Novamente criança sem saber que teria um fado
Com refrão repetido, em dó (r)
Quando deixaram - me só
Na imensidão de dias dessa carência
Sigo como se estivesse inteira
Mas só o criador do universo
Sabe que me faltam dois pedaços, minhas rimas queridas
Para compor belos versos


Era novembro, muitos raios de sol
Menos de dez meses após
Num setembro florido
Ela o seguiu, fiquei, de vez, só
Abraçada à saudade
Até que na eternidade
Outra vez seremos nós
Unidos no amor
Curados da dor
Renovados... nova vida
Onde não haverá mais despedida

 

Edla Marinho

07/09/2020 

  • Autor: Edla Marinho (Pseudónimo (Offline Offline)
  • Publicado: 7 de Setembro de 2021 10:45
  • Comentário do autor sobre o poema: Hoje, tomada pela saudade de duas pessoas especiais que partiram muito cedo: Meu pai ( 62 anos), no dia 19 de novembro de 1996; Minha mãe (61 anos), no dia 07 de setembro de 1997, ou seja, apenas 9 meses e meio depois dele.
  • Categoria: Triste
  • Visualizações: 24

Comentários9

  • @(ND)

    Muito bom Edla... Vale pensar... Refletir...Tenha um dia de bençãos!

    • Edla Marinho

      Bom dia, amiga Neiva.
      Pois é, tem dias que fazem doer mais e a gente tenta versar bonito para um tema de dor.
      Mas a vida segue e teremos sempre as bênçãos que nos ajudam a sorrir.
      Grata pela leitura e comentário.
      Meu abraço.

    • Shmuel

      Nossa! Muito inspirado e sentidos versos. Parabéns por tanta poesia que te invade a alma.
      Bom dia, Edla Marinho!!

      • Edla Marinho

        Shimul, meu amigo, obrigada pelo comentário.
        Nem só de alegrias vive a poesia, não é?
        Linda noite pra ti!
        Meu abraço.

      • CORASSIS

        Lindo imortalizar entes queridos , parabéns !
        A saudade corroí, a as lembranças suavizam. abraço Edla .

        • Edla Marinho

          Verdade, Corassis, a gente sofre com a saudade mas as boas lembranças nos ajudam na caminhada.
          Grata por teu comentário.
          Excelente noite pra ti.
          Meu abraço.

        • Barbara Guimaraes

          Belíssimo poema!

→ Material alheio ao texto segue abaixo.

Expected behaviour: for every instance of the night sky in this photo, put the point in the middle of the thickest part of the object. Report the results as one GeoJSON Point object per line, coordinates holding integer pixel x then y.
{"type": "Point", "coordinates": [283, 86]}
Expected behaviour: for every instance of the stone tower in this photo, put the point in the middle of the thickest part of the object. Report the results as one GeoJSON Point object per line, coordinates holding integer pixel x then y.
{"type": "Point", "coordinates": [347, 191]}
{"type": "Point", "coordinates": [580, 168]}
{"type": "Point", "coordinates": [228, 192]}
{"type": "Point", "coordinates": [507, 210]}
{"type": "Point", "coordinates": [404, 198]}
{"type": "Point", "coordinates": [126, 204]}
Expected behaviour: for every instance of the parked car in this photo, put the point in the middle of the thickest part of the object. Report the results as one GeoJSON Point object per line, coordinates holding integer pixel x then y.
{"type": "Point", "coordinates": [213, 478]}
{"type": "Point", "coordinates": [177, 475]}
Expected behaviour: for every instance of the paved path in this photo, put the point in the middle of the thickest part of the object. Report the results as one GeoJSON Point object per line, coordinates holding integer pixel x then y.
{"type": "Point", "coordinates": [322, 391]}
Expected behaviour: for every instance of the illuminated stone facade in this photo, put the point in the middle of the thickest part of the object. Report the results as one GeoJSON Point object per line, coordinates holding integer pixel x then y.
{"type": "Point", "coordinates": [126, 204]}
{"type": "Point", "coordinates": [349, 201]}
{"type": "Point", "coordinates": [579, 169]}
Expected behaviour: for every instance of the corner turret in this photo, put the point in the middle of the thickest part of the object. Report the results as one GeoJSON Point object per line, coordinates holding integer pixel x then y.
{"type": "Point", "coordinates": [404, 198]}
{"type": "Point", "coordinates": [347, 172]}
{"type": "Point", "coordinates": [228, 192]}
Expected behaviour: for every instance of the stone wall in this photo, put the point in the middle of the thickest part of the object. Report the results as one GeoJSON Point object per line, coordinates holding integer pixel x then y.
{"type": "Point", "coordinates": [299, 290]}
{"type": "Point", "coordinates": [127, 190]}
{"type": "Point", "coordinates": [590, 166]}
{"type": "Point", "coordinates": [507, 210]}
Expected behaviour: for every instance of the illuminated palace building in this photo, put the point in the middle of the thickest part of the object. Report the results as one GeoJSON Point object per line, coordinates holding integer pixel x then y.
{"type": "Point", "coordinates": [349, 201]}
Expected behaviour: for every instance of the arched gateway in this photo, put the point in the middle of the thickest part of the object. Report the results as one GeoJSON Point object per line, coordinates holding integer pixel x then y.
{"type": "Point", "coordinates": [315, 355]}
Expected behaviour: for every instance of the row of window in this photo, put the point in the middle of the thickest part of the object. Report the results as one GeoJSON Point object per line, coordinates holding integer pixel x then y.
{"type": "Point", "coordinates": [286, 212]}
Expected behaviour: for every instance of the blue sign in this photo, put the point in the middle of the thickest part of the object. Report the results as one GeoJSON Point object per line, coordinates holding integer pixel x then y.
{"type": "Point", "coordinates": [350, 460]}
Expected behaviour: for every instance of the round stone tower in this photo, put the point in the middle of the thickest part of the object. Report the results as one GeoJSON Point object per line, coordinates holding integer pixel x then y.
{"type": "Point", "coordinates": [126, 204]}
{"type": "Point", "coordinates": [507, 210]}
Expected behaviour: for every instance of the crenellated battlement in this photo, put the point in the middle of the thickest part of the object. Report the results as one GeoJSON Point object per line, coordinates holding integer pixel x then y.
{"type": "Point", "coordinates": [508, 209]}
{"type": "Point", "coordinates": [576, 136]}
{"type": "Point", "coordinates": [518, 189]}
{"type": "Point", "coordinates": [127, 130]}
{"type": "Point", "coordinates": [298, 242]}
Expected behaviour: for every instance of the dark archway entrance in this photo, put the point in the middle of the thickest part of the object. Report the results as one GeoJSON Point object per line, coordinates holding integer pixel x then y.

Muito comovente e de muita beleza dos seus versos embora tristes...

          • Edla Marinho

            Obrigada, Bárbara, por ler meu desabafo. É assim, a gente sofre com a saudade mas nos faz crescer, não é mesmo?
            Tenha uma feliz noite!
            Meu abraço.

          • Ema Machado

            As dores sentidas, transformam-se em doces poesias, ainda que sejam sofridas. Parabéns amiga!

            • Edla Marinho

              Sim, querida Ema, escrever é um jeito que a gente tem pra expor os sentimentos, inclusive os tristes, não é?
              Grata, querida, pelo comentário!
              Feliz noite, feliz quarta feira!
              Meu abraço

            • Helio Valim

              Olá, Edla. Bela homenagem e necessária catarse através da poesia.
              Um abraço

              • Edla Marinho

                Boa noite, Hélio, grata pela leitura e comentário.
                É assim a vida, com alegrias e tristezas. Mas tanto umas quanto outras nos moldam para sermos cada dia melhores, não é?
                Feliz noite e um belo despertar!
                Abraço

              • Hébron

                Muito bonito, Edla!

                • Edla Marinho

                  Grata, Hébron, pelo carinho da leitura e comentário!
                  Meu abraço.

                • Cecilia

                  Edla, Obrigada por nos confiar esse desabafo, em forma de poesia linda! Grande abraço crinhoso.

                • Edla Marinho

                  Boa tarde, Cecília.
                  Eu é que sou grata, querida, por ter o carinho dos amigos poetas que têm o coração sensível para receber as linhas tristes tanto quanto os versos de felicidade.
                  Tenha uma ótima noite, meu abraço!